Лицо Венуси помертвело, заявилась даже маленькая, как гречишное зернышко, родинка на бледной щеке (Венедикт весело глянул на поникшего Гордона: «Ух, забавник!»).
Роскошь невиданного соблазна увядала на глазах. Венедикт довольно похмыкивал, проверяя показания приборов, подкручивая винты. Сквозь обвисшую кожу стало настойчиво просматриваться что-то постороннее, продолговато-выпуклое. Гордон поднял расстроенное лицо и спросил потухшим голосом, стараясь случайно не увидеть стола:
— Уже кончено?
Венедикт отцепил от распростертого тела трубки (капнуло немного сукровичного сока) и с палачески-сытым видом взял из блестящей коробочки скальпель. Подойдя к запрокинутой голове Венуси, он сделал глубокий надрез под горлом. Затем плавно провел скальпелем от ключиц до лобка. С шелковым шелестом Венуся распалась надвое, как вскрытая двустворчатая раковина, как расколотый орех, — и на свет явилось ядро.
В руках Венедикта поблескивал сигарообразный предмет светлого металла более полуметра в длину. Автоматически выскочили четыре раскоряченные ножки. Мигнули огоньками зрительные устройства, чуть слышно шепнули невнятное еле заметные мембраны. От металлического предмета исходило приятное тепло.
— Ну, вот тебе твоя красавица! — почему-то пародийно-истерическим тоном прокричал клетчатоштанный Венедикт. Гордон кивнул с вялой улыбкой, все еще боясь поглядеть на стол.
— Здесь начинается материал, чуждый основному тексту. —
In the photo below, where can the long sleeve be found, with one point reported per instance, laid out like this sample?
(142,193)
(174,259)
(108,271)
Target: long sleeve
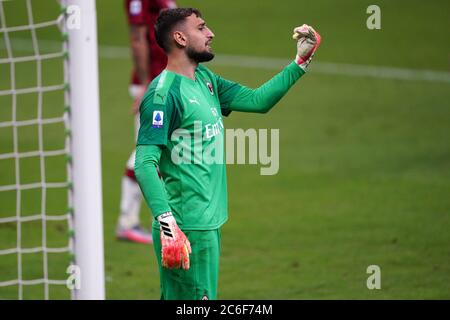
(145,167)
(235,97)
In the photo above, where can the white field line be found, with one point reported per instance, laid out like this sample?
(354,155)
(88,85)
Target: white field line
(344,69)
Венедикт поставил блестящий предмет ножками на пол и спешно занялся пружинами, кончавшимися фалангами стальных пальцев. Потом небрежно свернул, как чехол, что-то сырое, бледно-глянцевое, со скальпом густой рыжей гривы, свесившейся до пола. В течение сорока минут происходили челночные рейды до скворечника уборной, примыкавшей к дому через задние сени. Что-то выливалось, выбрасывалось, топилось в выгребной яме; мылись банки, тазы и прочая компонентная тара. Агрегат-спрут был разобран, свернуты черные щупальца, целая гора деталей убрана в громадный кожаный чемодан. Второй чемодан, раздувшись, будто коричневый крокодил, сожравший корову, вместил в свое чрево остальные приборы неизвестного предназначения. Полки опустели, комната стала выглядеть строго, буднично, чуть печально. Погас ослепительный свет рефлектора. Красновато и мягко теплилась лампа у окна. Лужа справа от двери впиталась в дощатый пол, но еще не высохла.
— Уф, намыкался! — произнес Венедикт с самодовольной усталостью работящего парняги. — Ето чаво делается-то… Один пашет и пашет, а второму нипочем. Куды шкурку то девать? В нужник опять же?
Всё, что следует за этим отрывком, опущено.